- Origin: Chandler, Arizona, United States
- Genres: Indie rock, Gospel
- Years active: 2011–present
- Label: Common Wall Media
- Members: Joel Marquard
- Website: thethroughthroughgospelreview.bandcamp.com/album/the-through-through-gospel-review

= The Through & Through Gospel Review =

American indie gospel music project

The Through & Through Gospel Review is Joel Marquard's indie-gospel solo-project. It is based out of Chandler, Arizona.

==History==
On October 4, 2011, Common Wall Media announced through its website that it was releasing a new solo-record by Joel Marquard of Gospel Claws, seemingly because he had recorded it all on his own without telling anybody. Marquard wrote some of its songs in 2007, while he was still a part of Dear and the Headlights. The majority of the album was played by Marquard, alone with a Pro Tools rig, a 1970s reel to reel and cassette tapes, in his suburban home, though musical friends and family pitch in here and there on the record. He even sampled music from his father's own 1967 gospel record, recorded when Marquard's father was the same age as Marquard.

The LP was released by Common Wall Media as a "pay-what-you-want" album through Bandcamp, although Marquard has burned a few CD-Rs, photocopied and the album art, and made them available at Gospel Claws' shows for the download averse.

While Marquard's bluesy-pop band Gospel Claws has noticeable gospel influences, The Through & Through Gospel Review is a departure from that music. Influencing Marquard for this project were the baptist songs of his upbringing. Marquard grew up the son of a minister.
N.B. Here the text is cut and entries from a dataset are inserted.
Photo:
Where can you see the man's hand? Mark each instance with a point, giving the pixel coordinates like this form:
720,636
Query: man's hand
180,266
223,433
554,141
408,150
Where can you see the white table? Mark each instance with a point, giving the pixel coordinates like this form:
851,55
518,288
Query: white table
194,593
As a youth, he found music as well at the local library, including Songs of the Old Regular Baptists (a collection of 50s field recordings) and Fire in My Bones: Raw Rare + Other-Worldly African-American Gospel [1944–2007] (a rare record featuring the work of Phoenix-based street evangelist Reverend Louis Overstreet).
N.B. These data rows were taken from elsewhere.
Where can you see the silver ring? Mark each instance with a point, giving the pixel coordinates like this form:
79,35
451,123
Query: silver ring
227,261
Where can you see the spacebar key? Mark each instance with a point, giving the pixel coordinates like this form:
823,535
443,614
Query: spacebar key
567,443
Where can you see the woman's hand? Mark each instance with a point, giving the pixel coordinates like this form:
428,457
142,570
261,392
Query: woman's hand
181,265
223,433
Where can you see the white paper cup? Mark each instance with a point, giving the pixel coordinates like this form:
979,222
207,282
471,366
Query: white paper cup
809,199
His first solo-recording effort met with positive reviews. One critic found the record to be "fun." Noting the efforts that Marquard went through to make the album sound like an old recording, with all of the static and crackling of an old vinyl LP, Collin Fletcher wrote that the record had a truly authentic sound that he "loved." Another critic placed it on his list of top local releases for 2011.
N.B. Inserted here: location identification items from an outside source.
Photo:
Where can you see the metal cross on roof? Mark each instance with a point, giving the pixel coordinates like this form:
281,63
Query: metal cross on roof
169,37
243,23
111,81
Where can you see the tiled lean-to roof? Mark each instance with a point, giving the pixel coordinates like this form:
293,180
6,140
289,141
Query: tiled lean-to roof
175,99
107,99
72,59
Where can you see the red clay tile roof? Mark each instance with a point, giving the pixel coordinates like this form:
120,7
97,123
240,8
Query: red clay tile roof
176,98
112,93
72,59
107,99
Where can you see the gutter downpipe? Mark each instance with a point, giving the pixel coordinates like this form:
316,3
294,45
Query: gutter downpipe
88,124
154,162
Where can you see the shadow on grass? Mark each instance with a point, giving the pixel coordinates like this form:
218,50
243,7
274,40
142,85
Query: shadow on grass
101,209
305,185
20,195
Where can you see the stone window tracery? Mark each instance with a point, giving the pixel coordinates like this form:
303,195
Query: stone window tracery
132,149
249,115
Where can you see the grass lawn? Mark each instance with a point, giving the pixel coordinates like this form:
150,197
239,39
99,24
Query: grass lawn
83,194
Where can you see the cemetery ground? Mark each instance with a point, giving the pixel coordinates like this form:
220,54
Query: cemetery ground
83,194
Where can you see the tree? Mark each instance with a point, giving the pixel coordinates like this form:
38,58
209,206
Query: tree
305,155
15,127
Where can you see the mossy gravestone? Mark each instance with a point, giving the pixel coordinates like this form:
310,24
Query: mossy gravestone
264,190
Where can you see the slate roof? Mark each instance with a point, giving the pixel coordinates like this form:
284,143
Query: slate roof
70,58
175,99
Although his recordings made quite a splash in the scene, The Through & Through Gospel Review did not perform live until the "Balls Benefit Show," a concert organized for Marquard's benefit, to help him with his medical bills after a bout with testicular cancer. To help him, his live band consisted of various other members of Gospel Claws, J.D. Stooks, Bob Hoag, Rob Withem of Fine China, and many others. The Phoenix New Times named the "Balls Benefit Show," and specifically the performance done by The Through & Through Gospel Review, as the best club show of 2012, and one of the twenty best concerts in Phoenix in 2012.